Archaeologists believe there are still plenty of remains buried in the sands of Sakkara, the burial ground for the ancient city of Memphis.
Experts say the area remains one of the richest sources of Egyptian antiquities.
The diggers also found three wooden Canopic jars, in which ancient Egyptians tried to preserve internal organs, and four boxes for ushabti figures, the miniature statues of servants to serve the dead person in the afterlife.
Grave robbers in ancient times likely got to the sarcophaguses first, as the archaeologists revealed they did not contain mummies. However, the sarcophaguses original black and yellow paintwork showing ancient Egyptian gods was still intact.

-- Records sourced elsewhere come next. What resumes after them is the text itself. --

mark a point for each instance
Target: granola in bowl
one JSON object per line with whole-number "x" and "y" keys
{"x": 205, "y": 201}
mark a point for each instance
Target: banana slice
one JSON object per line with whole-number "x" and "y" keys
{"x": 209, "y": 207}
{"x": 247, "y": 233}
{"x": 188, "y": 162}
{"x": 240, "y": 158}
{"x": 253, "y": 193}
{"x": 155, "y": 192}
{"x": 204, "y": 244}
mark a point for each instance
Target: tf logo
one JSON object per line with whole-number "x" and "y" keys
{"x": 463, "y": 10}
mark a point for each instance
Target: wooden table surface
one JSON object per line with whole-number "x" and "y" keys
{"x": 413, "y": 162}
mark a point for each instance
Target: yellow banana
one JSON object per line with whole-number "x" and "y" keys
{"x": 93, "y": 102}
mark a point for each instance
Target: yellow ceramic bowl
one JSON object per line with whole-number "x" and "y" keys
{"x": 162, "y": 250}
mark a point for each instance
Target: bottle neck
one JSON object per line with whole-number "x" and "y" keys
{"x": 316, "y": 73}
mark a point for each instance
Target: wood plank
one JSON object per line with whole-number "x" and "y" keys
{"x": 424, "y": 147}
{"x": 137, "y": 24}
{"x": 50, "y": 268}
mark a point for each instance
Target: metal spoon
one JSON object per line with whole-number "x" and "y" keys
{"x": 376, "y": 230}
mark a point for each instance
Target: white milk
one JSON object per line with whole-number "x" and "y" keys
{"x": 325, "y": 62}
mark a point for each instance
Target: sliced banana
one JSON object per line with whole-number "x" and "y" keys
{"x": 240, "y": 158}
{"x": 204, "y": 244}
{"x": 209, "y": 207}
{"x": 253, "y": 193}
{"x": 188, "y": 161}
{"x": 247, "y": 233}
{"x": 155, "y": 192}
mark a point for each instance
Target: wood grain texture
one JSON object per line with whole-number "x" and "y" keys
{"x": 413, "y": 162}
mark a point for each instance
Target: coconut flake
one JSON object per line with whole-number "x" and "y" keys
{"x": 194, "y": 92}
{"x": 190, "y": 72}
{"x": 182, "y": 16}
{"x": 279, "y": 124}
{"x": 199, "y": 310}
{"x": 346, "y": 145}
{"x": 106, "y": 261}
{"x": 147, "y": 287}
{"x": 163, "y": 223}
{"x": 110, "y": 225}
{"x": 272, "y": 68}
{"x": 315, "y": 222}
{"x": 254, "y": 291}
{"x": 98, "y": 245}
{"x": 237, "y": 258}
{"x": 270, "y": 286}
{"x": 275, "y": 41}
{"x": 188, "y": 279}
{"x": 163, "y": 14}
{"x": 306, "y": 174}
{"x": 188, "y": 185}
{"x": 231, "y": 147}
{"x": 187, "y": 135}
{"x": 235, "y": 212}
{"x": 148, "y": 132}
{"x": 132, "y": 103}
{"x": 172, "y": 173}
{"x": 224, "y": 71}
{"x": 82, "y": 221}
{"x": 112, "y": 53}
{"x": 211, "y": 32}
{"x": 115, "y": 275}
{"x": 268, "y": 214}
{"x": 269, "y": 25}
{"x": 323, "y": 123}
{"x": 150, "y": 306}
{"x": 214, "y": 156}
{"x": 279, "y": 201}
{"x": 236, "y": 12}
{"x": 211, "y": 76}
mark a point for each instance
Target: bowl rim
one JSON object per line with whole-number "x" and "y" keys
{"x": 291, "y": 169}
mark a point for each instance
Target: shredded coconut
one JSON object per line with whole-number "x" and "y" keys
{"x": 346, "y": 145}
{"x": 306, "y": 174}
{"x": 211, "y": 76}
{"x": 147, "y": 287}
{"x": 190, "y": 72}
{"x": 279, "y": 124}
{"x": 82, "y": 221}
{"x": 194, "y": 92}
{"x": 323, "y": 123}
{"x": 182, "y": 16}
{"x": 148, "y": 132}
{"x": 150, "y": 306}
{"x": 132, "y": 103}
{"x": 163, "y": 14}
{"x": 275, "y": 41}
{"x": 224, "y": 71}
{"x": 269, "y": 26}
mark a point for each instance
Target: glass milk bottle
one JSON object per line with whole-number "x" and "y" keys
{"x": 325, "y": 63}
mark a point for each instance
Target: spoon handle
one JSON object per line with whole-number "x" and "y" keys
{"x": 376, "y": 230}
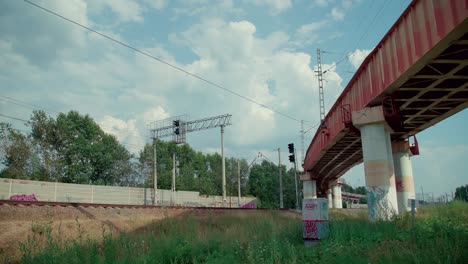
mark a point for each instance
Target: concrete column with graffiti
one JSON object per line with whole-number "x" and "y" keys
{"x": 310, "y": 189}
{"x": 329, "y": 198}
{"x": 315, "y": 219}
{"x": 336, "y": 194}
{"x": 403, "y": 175}
{"x": 378, "y": 162}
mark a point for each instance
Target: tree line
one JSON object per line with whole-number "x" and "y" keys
{"x": 72, "y": 148}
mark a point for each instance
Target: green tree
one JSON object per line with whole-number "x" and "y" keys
{"x": 16, "y": 153}
{"x": 264, "y": 184}
{"x": 361, "y": 190}
{"x": 74, "y": 149}
{"x": 461, "y": 193}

Most of the 38 wooden figurines inside the ushabti boxes were broken, but one of them was unopened and reportedly in excellent condition. It belonged to a man by the name of Tut Bashu, who was the original owner of one of the coffins.
A man called Ari Saraa was the owner of another sarcophagus.
The report said the burials dated from the Ramesside period or the Late Dynastic Period — anywhere between about 1300 and 330 BC.
No other details have been announced.